Saturday, 26 March 2011

Radioactive Cesium With A Half-Life Of Approximately 30 Years Is Being Released At About 60 Percent Of Chernobyl Levels


Why does it seem as though the nuclear crisis in Japan just keeps getting worse with each passing day?  TEPCO has announced that extremely radioactive water is now leaking from reactors 1, 2, and 3 at their damaged nuclear complex.  On Thursday, three workers stepped into water in reactor 3 that contained 10,000 times the normal amount of radiation.  Two of the workers experienced significant radiation burns and all three were sent to the hospital.  Authorities have also announced that it is very likely that the containment vessel in reactor 3 has been breached.  That is extremely alarming because reactor 3 is the one that uses plutonium-uranium mixed oxide fuel ("MOX fuel").  So is plutonium being released into the surrounding environment?  That would be absolutely catastrophic.  But what we know is happening already is quite catastrophic.  According to a recent NewScientist article, radioactive iodine-131 is being released at 73% of the level that it was being released at during the Chernobyl disaster.  But iodine-131 only has a half-life of about 8 days.  According to that same article, radioactive cesium-137 is being released at 60% of the level that it was being released at during the Chernobyl disaster.  Cesium-137 has a half-life of approximately 30 years.  That means that all of this cesium is going to be with us for a very, very long time.


Also, it is important to keep in mind that the Chernobyl disaster only burned for 10 days.


The damaged reactors at Fukushima are still emitting radioactive material and will probably be for quite a while.


In addition, the Fukushima complex contains a whopping 1760 tons of nuclear material.


Chernobyl only contained 180 tons.


So all those that are claiming that the Fukushima disaster could not possibly eclipse the Chernobyl disaster are completely delusional.


Most of the media coverage about the radiation coming from Fukushima in recent days has focused on radioactive iodine, but the truth is that cesium may be the greater threat over the long-term.


The recent article in NewScientist mentioned above described what happens when cesium and iodine enters the human body....



Moreover the human body absorbs iodine and caesium readily. "Essentially all the iodine or caesium inhaled or swallowed crosses into the blood," says Keith Baverstock, former head of radiation protection for the World Health Organization's European office, who has studied Chernobyl's health effects.


Iodine is rapidly absorbed by the thyroid, and leaves only as it decays radioactively, with a half-life of eight days.
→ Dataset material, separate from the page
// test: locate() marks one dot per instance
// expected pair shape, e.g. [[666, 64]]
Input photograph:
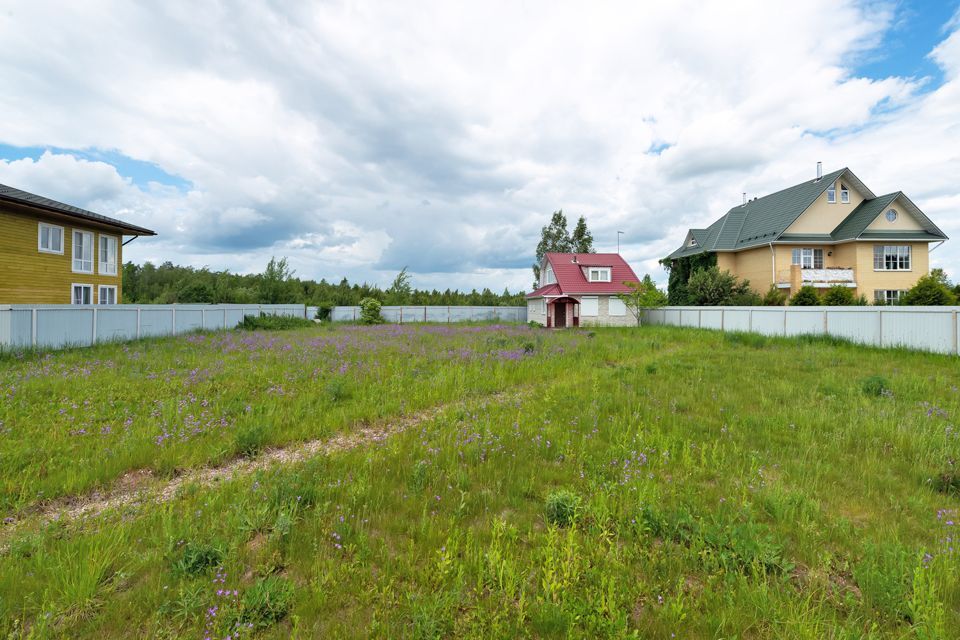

Caesium is absorbed by muscles, where its half-life of 30 years means that it remains until it is excreted by the body. It takes between 10 and 100 days to excrete half of what has been consumed.


So how much cesium are we talking about?


Well, nobody knows for sure, but Keith Harmon Snow is estimating that each spent fuel pool at the Fukushima nuclear complex could have 24,000 times the amount of cesium that was produced by the nuclear bomb that the U.S. dropped on Hiroshima at the end of World War 2.


That is a very frightening number if you stop and think about it.


Already there is quite a bit of evidence of cesium contamination across northern Japan.


For example, 25 miles from the Fukushima complex, one batch of a leafy green vegetable known as kukitachin was recently discovered to contain 11 times the legal limit of radioactive iodine and 82 times the legal limit of cesium.


So when the Japanese prime minister calls the situation at Fukushima "very grave and serious" he is perhaps understating things.


Unfortunately, things could become even more serious if reactor 3 starts spewing out significant amounts of plutonium.


A recent CNN article explained why reactor 3 is such a concern....



That reactor is of particular concern, experts have said, because it is the only one at the plant to use a combination of uranium and plutonium fuel, called MOX, that is considered to be more dangerous than the pure uranium fuel used in other reactors.


So why should we be concerned about MOX fuel?  A recent article on the Natural News website described the potential threat this way....



Largely absent from most mainstream media reports on the Fukushima Daiichi nuclear disaster is the fact that a highly-dangerous "mixed-oxide" (MOX) fuel in present in six percent of the fuel rods at the plant's Unit 3 reactor. Why is MOX a big deal? According to the Nuclear Information Resource Center (NIRS), this plutonium-uranium fuel mixture is far more dangerous than typical enriched uranium -- a single milligram (mg) of MOX is as deadly as 2,000,000 mg of normal enriched uranium.


Considering the fact that the half-life of plutonium-239 is approximately 24,000 years, perhaps we should all be taking this crisis a little more seriously.


The crisis at Fukushima is rapidly becoming the biggest nuclear disaster in history.  Hopefully the authorities in Japan will quickly realize that the "Chernobyl solution" is the only solution here.


The longer that Fukushima is allowed to pump radioactive material into the environment the worse it will be for all of us.  Just as with Chernobyl, there are going to be serious global health consequences from this nightmare.


The total extent of the health damage being done by Fukushima will probably never be fully known.  But what we do know is that a whole lot of the radioactive material being pumped out by Fukushima will be with us for a very, very long time.